Magazine Interview with internationally renowned author, lecturer and alchemist Dennis William Hauck

Dennis William Hauck

The modern alchemy movement is so powerful it has been given its own name – “Alchemergy.” Please enjoy our interview with internationally renowned author, lecturer and alchemist Dennis William Hauck.

“The principle goal of alchemy is transformation via manifestation of intention, and the chance that materialization will actually occur is directly proportional to the quality of expression.” Please put this into layman’s terms!

The alchemists consider consciousness a force of nature that is an essential ingredient in their experiments. By projecting a pure and focused intent the alchemists believed that the outcome of their experiments could be altered. Thus the “quality of expression” depends on the purity and focus of the alchemist’s consciousness. It is an idea that is currently recognized by modern physics as the so-called “observer effect” in quantum physics and other emerging ideas on the mind of nature.

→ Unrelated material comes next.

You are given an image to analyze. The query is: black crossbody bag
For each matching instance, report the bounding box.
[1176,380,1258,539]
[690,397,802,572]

“Alchemergy takes change out of the hands of politicians and back into the control of an enlightened populace.” Is there a political component to the transformational power of alchemy? How can alchemists reach a wider audience?

There has always been a political or social component to alchemy. In fact, our founding fathers were very familiar with alchemical principles and openly tried to apply them to the new democracy, and there was much debate about how far they should go. Benjamin Franklin and the great French philosopher Rousseau even wrote a constitution for America based on the Emerald Tablet. Alchemy is about the universal methods of transformation and perfection that apply to all aspects of human activity.

Can television serve as a source of alchemic training or transformation?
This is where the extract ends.